Israel não vai sumir do mapa como pregam os celerados do islamismo suicida. Vai
continuar forte e vai reagir.
A marcha do governo israelense para a extrema
direita também mostra seu limite. O prodigioso aparato de segurança não manterá
protegida a população. Sem engajamento diplomático e político com o lado
palestino, viver em Israel será mais arriscado.
Neste momento de urgência, a comunidade
internacional deveria zelar para que os reféns não combatentes tomados pelo
Hamas sejam devolvidos e para que Israel respeite as leis de guerra, poupe os
civis e assegure o abastecimento de itens básicos em Gaza.

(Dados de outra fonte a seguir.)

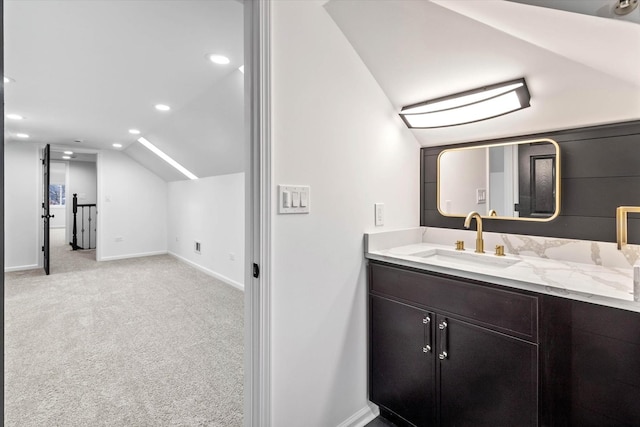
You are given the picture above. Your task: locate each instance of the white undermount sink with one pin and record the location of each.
(467, 257)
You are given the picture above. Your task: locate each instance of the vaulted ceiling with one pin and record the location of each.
(581, 70)
(84, 72)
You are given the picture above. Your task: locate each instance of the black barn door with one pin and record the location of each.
(537, 180)
(46, 215)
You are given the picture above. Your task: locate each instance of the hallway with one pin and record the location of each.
(143, 341)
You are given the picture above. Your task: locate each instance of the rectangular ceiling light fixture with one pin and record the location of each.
(468, 107)
(166, 158)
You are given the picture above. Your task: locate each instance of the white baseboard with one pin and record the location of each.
(211, 273)
(127, 256)
(22, 268)
(361, 418)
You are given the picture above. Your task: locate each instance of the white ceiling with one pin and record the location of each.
(89, 70)
(581, 70)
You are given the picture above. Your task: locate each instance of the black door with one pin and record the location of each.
(536, 180)
(45, 205)
(485, 378)
(401, 366)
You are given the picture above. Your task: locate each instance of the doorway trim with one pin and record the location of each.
(257, 394)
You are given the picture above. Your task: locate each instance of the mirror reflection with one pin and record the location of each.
(514, 180)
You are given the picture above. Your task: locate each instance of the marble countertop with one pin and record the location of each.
(595, 272)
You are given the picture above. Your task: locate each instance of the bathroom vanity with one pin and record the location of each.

Mas as atenções estratégicas dos países
comprometidos com a paz, como defende
esta Folha, precisam estar voltadas para o restabelecimento
tempestivo de canais de negociação que possam concretizar a solução de dois
Estados.
O Brasil, que ora preside o Conselho de Segurança
da ONU, dispõe de um ativo intangível, mas valoroso, para exibir aos
contendores. Aqui as comunidades árabe e judaica convivem harmoniosamente e
cooperam desde sempre.
Essa característica não apenas recomenda à diplomacia brasileira que adote a equidistância no conflito. Exige que condene a violência e apele à retomada do diálogo rumo à conciliação perene entre palestinos e israelenses.
A nova desordem mundial
O Estado de S. Paulo
Novos conflitos sinalizam que a ordem do pós-guerra morreu, mas a nova ainda não nasceu: ante a escalada da competição entre potências, mundo precisa de um novo modelo de cooperação
O pesadelo em Israel deveria ser um momento
de clareza moral. Ele reacendeu debates sobre as ambivalências no Oriente
Médio, especialmente sobre as ações e omissões de israelenses e palestinos. Mas
as centenas de civis, sobretudo mulheres e crianças, executados, mutilados ou
estuprados são um alerta de que, além dos matizes geopolíticos e “choques de
civilizações”, há uma luta do bem contra o mal, da civilização contra a
barbárie. Ainda assim, dias após a carnificina, o Conselho de Segurança da ONU
– que deveria ser a polícia do mundo – foi incapaz de emitir uma manifestação –
muito menos uma resolução – que deveria ter saído em minutos.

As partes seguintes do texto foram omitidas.